Artificial intelligence (AI (opens in new tab)) is seemingly everywhere these days, from Siri on an iPhone to calling an Uber or watching that video recommended on Netflix based on predictive algorithms. While AI hasn’t quite taken over just yet, it’s clear that it will become even more deeply embedded in our lives. The banking industry, as much as any other, has the potential to proactively harness AI technology to transform itself, or use it to just keep up or get left behind.
With the market changing rapidly not only due to advanced digital technologies, but also emerging competition from fintechs and more knowledgeable, demanding customers, banks are faced with a number of challenges.

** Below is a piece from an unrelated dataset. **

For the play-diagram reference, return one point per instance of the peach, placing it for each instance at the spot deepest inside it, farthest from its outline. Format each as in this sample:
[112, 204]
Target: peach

To maintain market share and profitability in an industry where competing products and services are frequently very similar to their own, banks need to focus on what improves the customer experience to distinguish them from their peers and proactively service their customers. How they adopt and utilise AI is clearly going to be key.
Dipping a toe in the water
As a traditionally conservative industry, banking is slow to change. But the imperative for banks to differentiate themselves has forced them to look at how they can manage and predict customer behaviours. AI and machine learning give banks the opportunity to stand out from the pack by the offering them the ability to offer behaviour-based, predictive, more personalised customer services than ever before, and an easy way to do this at scale.
Another aspect to this is that today’s users and consumers are changing too. Whether commercial or domestic users, internal managers or staff, they are more open to having a hybrid human/AI-supported interface. This is becoming prevalent due to smartphone usage and widespread market consumerism. A recent Genpact survey found that 27 per cent of retail banking customers would be comfortable setting up a new bank account with a digital assistant, such as Alexa or Siri. This presents an opportunity, but also a threat, to non-banking lenders such as PayPal, Facebook and Amazon, who have significant brand awareness and access to capital and technology. It is clear that these businesses have the potential to disrupt traditional banking models. Without harnessing the power of data and AI more effectively, banks will not be able to compete with these firms.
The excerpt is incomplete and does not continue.